Греческий спектакль "За глаза" поставлен Аликой Казоури и несет в себе все приметы эмансипированной женской хореографии, проявляющейся, как правило, в претензиях к сильному полу. В интересно сочиненном спектакле мужчины слабы (танцовщики и внешне выглядят более хрупкими, чем их физически развитые и крупные партнерши) и бессильны. Взяв в руки фонари, они загоняют женщин в световые ловушки, где те "бьются" и "колотятся" в бессильном одиночестве или в паре с подругой. Единственное действие, на которое способны эти "рыцари" в отношении женщины, - поколотить ее. Все это передается исполнителями с большим темпераментом и недюжинными физическими усилиями, правда, не всегда технически совершенно.
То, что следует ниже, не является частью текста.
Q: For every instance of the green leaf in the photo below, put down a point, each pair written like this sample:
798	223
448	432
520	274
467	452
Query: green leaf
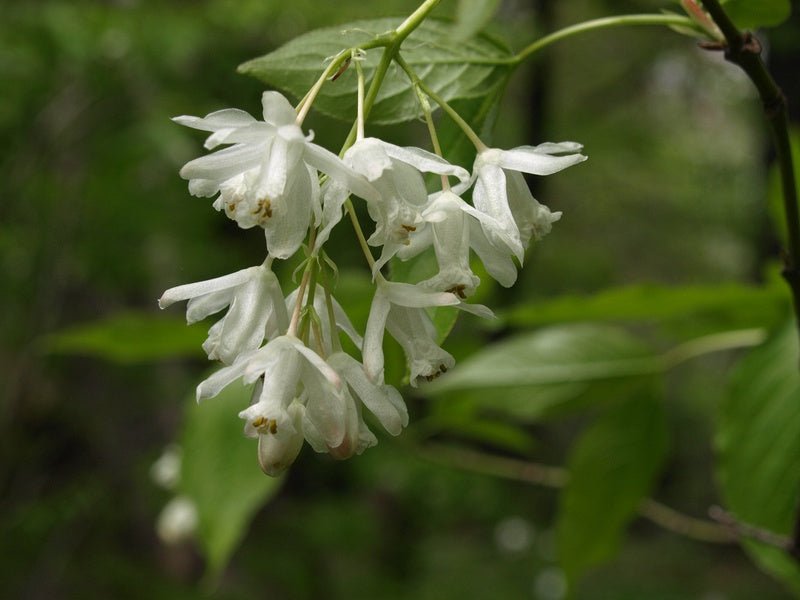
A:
758	441
479	113
472	16
503	436
724	303
750	14
220	473
129	338
612	468
451	67
568	355
775	189
546	373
И наконец, последняя труппа, на самом деле начинавшая зарубежную программу: итальянская "Egrybiancodanza Dance Company", названная именами ее соруководителей Сузанны Эгри и Рафаэля Бьянко. Труппа тяготеет к неоклассике и обращается к известным сюжетам и произведениям. На фестивале итальянские танцовщики показали три одноактных балета: "Игры" на музыку Клода Дебюсси (хореография С.Эгри), "Чудесный мандарин" Белы Бартока и "Мистическое видение" на музыку Сергея Рахманинова в постановке Р. Бьянко, щедро использующего сочетание "живого" танца и видеоизображения. Тем не менее за исключением мистического "Мандарина", изначально обладающего динамичным сюжетом, правда, несколько видоизмененным (в роли проститутки-приманки выступает насильственно назначенный на нее переодетый юноша, которого танцует сам хореограф), спектакли итальянских гостей оставили однообразное впечатление. Но... вполне любопытное в контексте всей зарубежной программы, оказавшейся привлекательной именно своей "разношерстностью" и "разнокалиберностью".